Takemura's expression tightened. Even for a man who had served the beast, this was blasphemy.
Neo whispered something—a short phrase that crackled faintly in the air. Then he swung the katana once.
The blade pulsed.
And Johnny Silverhand appeared.
"Jesus Christ!" Johnny snapped. "Every damn time, man! Can you warn me before you drag me out of the net?"
He looked around, still flickering, voice echoing with digital static. "Fuck!—oh, hey. Rogue?"
The name caught in his throat.
Rogue just stared at him.
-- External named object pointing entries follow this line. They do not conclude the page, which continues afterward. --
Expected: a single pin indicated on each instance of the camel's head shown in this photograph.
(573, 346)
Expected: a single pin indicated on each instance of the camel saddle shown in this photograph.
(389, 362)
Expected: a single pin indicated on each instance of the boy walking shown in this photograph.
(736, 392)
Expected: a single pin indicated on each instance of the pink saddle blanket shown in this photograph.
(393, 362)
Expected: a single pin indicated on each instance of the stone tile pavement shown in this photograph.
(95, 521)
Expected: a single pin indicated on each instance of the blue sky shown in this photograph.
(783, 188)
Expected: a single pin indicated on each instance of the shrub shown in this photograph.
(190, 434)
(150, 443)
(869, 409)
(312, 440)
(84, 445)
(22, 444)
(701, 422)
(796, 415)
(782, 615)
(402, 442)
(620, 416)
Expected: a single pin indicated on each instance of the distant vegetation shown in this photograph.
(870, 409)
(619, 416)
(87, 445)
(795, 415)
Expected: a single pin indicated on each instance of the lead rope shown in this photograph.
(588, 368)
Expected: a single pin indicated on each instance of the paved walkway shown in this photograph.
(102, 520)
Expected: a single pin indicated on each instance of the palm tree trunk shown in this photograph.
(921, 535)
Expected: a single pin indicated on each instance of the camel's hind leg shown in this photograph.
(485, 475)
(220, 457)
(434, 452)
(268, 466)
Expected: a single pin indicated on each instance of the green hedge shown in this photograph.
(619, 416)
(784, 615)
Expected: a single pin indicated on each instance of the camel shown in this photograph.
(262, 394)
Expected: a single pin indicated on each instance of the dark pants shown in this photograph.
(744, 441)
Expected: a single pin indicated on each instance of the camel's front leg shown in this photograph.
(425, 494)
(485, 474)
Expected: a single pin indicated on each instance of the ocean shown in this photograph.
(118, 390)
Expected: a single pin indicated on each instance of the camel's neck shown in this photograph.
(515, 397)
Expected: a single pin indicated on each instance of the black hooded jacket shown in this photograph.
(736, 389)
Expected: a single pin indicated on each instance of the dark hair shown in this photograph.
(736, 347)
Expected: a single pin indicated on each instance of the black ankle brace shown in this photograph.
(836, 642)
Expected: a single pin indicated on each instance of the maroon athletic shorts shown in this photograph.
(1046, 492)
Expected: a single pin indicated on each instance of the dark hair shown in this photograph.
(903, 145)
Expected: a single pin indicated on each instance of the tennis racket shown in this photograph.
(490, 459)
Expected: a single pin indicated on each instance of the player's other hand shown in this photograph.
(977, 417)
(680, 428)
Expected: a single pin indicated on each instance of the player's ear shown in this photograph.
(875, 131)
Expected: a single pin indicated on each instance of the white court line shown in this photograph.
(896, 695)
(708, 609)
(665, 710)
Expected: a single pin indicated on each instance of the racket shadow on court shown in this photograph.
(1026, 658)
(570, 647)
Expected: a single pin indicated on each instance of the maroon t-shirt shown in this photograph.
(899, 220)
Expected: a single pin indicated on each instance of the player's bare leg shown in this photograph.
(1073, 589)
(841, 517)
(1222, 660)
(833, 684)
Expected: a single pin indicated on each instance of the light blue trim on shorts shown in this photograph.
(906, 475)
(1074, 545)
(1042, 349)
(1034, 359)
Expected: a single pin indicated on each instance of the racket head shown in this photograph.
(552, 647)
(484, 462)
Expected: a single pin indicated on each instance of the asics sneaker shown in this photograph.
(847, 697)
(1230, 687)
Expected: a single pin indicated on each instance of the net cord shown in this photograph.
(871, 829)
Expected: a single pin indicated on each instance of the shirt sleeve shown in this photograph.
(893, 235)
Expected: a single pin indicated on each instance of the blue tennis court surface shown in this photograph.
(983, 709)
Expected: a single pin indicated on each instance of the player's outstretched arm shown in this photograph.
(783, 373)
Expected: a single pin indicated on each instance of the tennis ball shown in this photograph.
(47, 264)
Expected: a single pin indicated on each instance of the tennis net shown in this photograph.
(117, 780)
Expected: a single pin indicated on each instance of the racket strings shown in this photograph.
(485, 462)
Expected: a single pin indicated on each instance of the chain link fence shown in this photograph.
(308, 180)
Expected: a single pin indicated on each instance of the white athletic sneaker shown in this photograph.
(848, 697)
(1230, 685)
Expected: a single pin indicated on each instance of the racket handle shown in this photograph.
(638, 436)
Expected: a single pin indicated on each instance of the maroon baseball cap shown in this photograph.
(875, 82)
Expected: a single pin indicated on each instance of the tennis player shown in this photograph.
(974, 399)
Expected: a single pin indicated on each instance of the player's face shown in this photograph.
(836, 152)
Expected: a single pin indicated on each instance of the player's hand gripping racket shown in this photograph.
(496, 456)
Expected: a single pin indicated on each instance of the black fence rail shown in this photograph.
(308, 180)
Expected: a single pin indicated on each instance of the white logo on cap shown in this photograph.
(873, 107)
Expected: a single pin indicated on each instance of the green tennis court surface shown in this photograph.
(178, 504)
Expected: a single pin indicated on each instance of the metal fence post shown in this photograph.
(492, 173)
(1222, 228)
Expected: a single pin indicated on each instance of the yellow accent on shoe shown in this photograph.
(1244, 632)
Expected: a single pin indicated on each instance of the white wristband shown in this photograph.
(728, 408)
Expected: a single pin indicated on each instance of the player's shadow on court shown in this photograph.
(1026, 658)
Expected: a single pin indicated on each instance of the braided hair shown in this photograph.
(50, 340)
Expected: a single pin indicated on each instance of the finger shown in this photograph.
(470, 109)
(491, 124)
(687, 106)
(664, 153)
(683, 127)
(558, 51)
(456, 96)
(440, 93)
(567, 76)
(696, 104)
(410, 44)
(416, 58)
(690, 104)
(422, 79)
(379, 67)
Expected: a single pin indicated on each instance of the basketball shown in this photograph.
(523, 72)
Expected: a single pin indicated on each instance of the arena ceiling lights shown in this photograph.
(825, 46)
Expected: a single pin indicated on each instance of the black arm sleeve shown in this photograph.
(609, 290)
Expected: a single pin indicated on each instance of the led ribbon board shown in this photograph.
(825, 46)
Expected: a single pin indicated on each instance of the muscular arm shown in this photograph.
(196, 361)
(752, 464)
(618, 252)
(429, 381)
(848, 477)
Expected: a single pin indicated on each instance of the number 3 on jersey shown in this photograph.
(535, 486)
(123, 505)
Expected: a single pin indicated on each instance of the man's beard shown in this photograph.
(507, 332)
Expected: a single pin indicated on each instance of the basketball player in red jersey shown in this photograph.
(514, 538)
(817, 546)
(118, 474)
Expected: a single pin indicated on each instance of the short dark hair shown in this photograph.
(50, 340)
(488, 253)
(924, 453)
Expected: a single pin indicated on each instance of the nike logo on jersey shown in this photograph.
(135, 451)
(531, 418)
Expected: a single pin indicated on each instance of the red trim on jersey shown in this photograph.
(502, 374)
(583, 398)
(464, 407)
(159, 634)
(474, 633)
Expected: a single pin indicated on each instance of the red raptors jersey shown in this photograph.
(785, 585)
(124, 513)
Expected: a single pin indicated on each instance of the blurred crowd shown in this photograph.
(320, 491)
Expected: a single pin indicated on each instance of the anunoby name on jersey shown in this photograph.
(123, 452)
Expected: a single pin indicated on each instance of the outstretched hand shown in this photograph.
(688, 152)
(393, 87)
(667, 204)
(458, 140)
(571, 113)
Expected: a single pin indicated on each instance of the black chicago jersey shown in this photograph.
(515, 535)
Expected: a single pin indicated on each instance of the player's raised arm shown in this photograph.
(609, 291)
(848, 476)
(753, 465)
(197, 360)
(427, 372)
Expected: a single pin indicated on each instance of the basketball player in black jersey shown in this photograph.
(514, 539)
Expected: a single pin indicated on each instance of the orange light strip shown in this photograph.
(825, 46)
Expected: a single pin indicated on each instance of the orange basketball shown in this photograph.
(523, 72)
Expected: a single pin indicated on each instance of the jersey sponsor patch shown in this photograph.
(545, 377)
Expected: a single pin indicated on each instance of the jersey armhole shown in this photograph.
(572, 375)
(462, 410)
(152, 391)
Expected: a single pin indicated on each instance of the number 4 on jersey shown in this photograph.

Her face—usually unreadable—was trembling, caught between shock and something much deeper.
Johnny froze, words tumbling uselessly from his mouth. "I… uh… damn. You look—uh…" He laughed once, nervously. "You look good for someone who still hates my guts."
Rogue said nothing. She stepped closer.
Her hand reached up—hesitant at first, then firm—and passed through his face.
Her fingers met nothing but cold air and light.
"Figures," she whispered. "You really are just a ghost."
Johnny tried to smile, but it faltered. "What the hell's that supposed to mean?"
Rogue's gaze hardened. "You said ghosts don't exist. Remember?"
Johnny blinked. "…You're still pissed about that?"
"I'm not pissed," she said, her voice low and sharp as a knife. "I'm wondering what the hell you are. You're not alive. You're not dead. You're just… data that refuses to admit it's gone."
Neo watched them quietly, his reflection flickering beside Johnny's.
The air in the room was thick—like the city itself was holding its breath.
Two legends, once lovers, now facing each other across half a century and a grave made of code.
Johnny opened his mouth, but no sound came out.
And for once in his digital afterlife, Johnny Silverhand—Night City's loudest voice—had nothing left to say.